A striking feature of the awards is their sheer predictability. Those who observe these things keenly can more or less predict those who are favoured and those who are out of the radar. Taking a cue from the Nobel committee, it is almost pre-ordained that every second award will be offered to Rahul Gandhi — not necessarily for what he has achieved but because, like President Barack Obama, he has potential. For those awarding bodies that have the clout to arrange an acceptance speech (or at least a message), the prime minister will be honoured — again, not necessarily for what he has achieved, but for the position he holds. Among chief ministers, Delhi’s Sheila Dikshit is a permanent favourite for purely logistical reasons.
Equally significant are those who invariably get left out. Orissa’s Naveen Patnaik has about as many achievements as the Delhi chief minister: winning three consecutive elections. Yet, it is rare to see him being honoured. There are few collateral advantages to honouring Patnaik.
Another notable who has been bypassed for the awards is the Gujarat chief minister, Narendra Modi. For those who measure achievement through the prism of economic success, Modi stands out. He has presided over the highest growth rate of any state in the past years; he has made efficiency a yardstick of governance; he has curbed corruption dramatically; he has arrested the decline of agricultural productivity in his state; he has put environment on the agenda of development; and he has revelled in innovative governance. By any measure, Modi should have been swimming in awards showered on him.

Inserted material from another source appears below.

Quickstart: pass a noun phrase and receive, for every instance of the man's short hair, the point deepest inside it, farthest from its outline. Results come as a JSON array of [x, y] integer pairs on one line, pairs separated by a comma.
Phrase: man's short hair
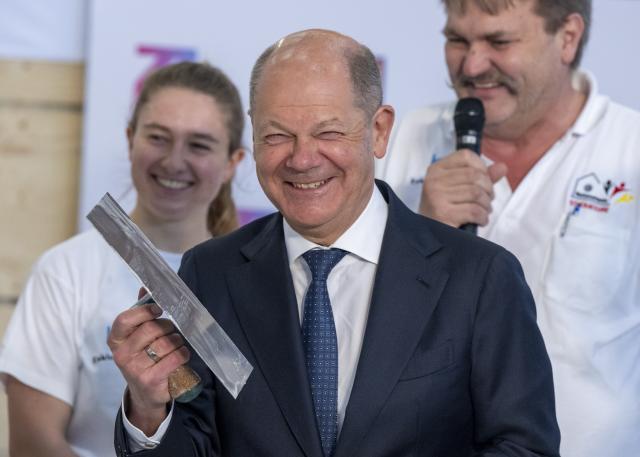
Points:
[[554, 13], [363, 71]]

It is not that his achievements are unknown. Two years ago, a media house conducted a viewers’/readers’ poll for its Indian of the Year. Modi came out tops. Yet, vox populi was discounted in favour of a hand-picked jury, which, predictably, settled for a more socially acceptable candidate. When it comes to Modi, what matters is the burden of the singer and not the song.
Last month, the Modi government undertook an audacious piece of legislation aimed at making the political process more wholesome and more accountable and, by implication, less venal. The Gujarat assembly passed a bill making voting compulsory for all elections to local bodies. In short, universal adult franchise was extended to universal adult participation — a measure adopted by 32 countries and actively enforced in 19. Left to himself, Modi would probably have made voting in assembly and Lok Sabha elections obligatory. But since these come under the purview of the Centre, such a move must await another day.

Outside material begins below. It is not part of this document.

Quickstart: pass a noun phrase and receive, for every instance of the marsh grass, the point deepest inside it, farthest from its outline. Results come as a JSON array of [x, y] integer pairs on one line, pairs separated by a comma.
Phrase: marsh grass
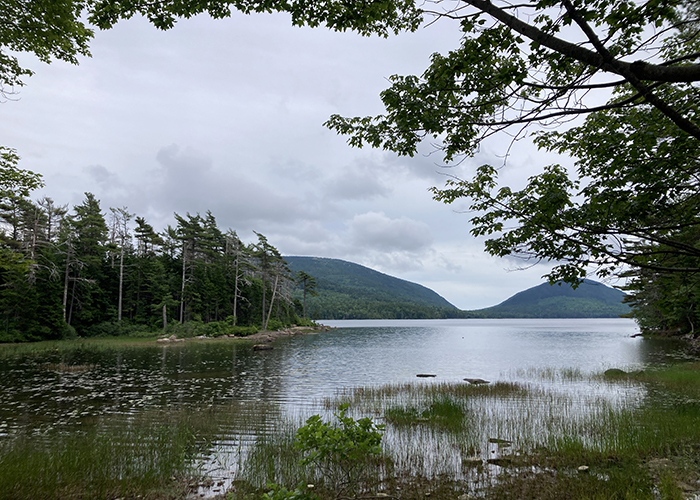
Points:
[[157, 454], [67, 346]]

An interesting feature of the Gujarat legislation is that there is a provision for voters to reject all the candidates on offer — a “none of these” option. Presumably, if the majority of voters rejects the list of aspirants, a re-election will become mandatory. In other words, the act of either neutrality or protest has been built into a system of compulsory participation.
As political reforms go, the Gujarat legislation is one of the most important initiatives in recent times. Yet, it is curious that it has been greeted with an embarrassed but deafening silence, not least from those who are loudest in their indignation over the present debasement of electoral politics. In true babu fashion, the Election Commission has underlined the administrative difficulties of ensuring total participation, and some liberals have expressed dismay at the attempt to codify the obligations of citizenship. Yet others have pointed to the absurdities involved in dragging the sick, infirm and transient voters into the polling booth. In time, there may even be theological objections to a system of participation that isn’t divinely ordained. Even within Modi’s own party, the Gujarat legislation has not secured unequivocal endorsement. The temptation to see the measure as Modi’s personal, overbearing initiative has clouded dispassionate assessment.

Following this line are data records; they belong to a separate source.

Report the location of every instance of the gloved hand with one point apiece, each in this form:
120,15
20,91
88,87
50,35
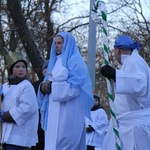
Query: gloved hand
89,128
46,87
108,72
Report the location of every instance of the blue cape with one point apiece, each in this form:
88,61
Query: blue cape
78,75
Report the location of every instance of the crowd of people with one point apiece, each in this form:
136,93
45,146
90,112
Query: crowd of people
60,111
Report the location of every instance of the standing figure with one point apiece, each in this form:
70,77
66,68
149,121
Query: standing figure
40,144
132,96
20,109
95,128
65,96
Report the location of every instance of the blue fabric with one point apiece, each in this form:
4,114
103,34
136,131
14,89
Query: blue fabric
78,74
12,147
126,43
1,89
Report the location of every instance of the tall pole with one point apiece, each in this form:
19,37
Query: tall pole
92,47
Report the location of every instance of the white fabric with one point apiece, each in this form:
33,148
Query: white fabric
99,122
132,94
20,101
66,113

The dramatic consequences of compulsory voting need to be spelt out. For a start, since a large percentage of electioneering costs governs the turnout of voters, it is certain to reduce the importance of money power quite dramatically. There will be an automatic shift in focus from ensuring voter turnout to publicizing what a party or candidate stands for. There will be a shift in politics from organization to issues. By implication, the role of the apparatchiks in the political system will be devalued.
Secondly, a major distortion in our election system results from bloc-voting by one section and the relative non-participation by a larger, unorganized and amorphous group of citizens. An organized group can punch above its weight and distort the verdict by capitalizing on the passivity of others. Compulsory voting puts all citizens, regardless of class, gender, caste and religion, on an equal footing. A net consequence could be the lowering of sectarian tensions as an instrument of voter mobilization.
Finally, a government elected with the endorsement of a majority, as opposed to a majority of the minority that turns up to vote, will enjoy extra legitimacy. This, in turn, will be a weapon of decisive governance.
That there are logistical hurdles in the path of an effective implementation of the compulsory voting scheme is undeniable. First, the preparation of electoral rolls must become more rigorous, and there must be easy procedures for citizens to enlist as voters. Secondly, the system of postal voting must be enlarged to cover a larger group of citizens than just government servants and members of the armed forces. If voting is deemed compulsory, it must become more convenient. It may even become necessary to extend the hours of physical voting. Thirdly, there is a difference between making voting obligatory and making it coercive. Since the idea is to increase voter turnout from the all-India average of 55 per cent to around 90 per cent (a 100 per cent turnout is an impossibility), there should be no harassment of those who are either unable to vote or choose to be libertarians. A system of incentives rather than punishment may be more appropriate — a subject that needs more deliberation.
Democracy is one of India’s most cherished attributes. The irony is that this great pillar of strength and national resolve has been systematically undermined by operational shortcomings of the electoral system. With growing prosperity, there is a fear that India could go the way of many Western democracies and become indifferent to the political process. Low turnouts in elections lead to the hijacking of democracy by a determined minority. It contributes to the emotional secession of the contended from citizenship and accords a premium on discontent. Measures to rectify the distortions warrant serious consideration regardless of our personal view of the man who made it happen in Gujarat.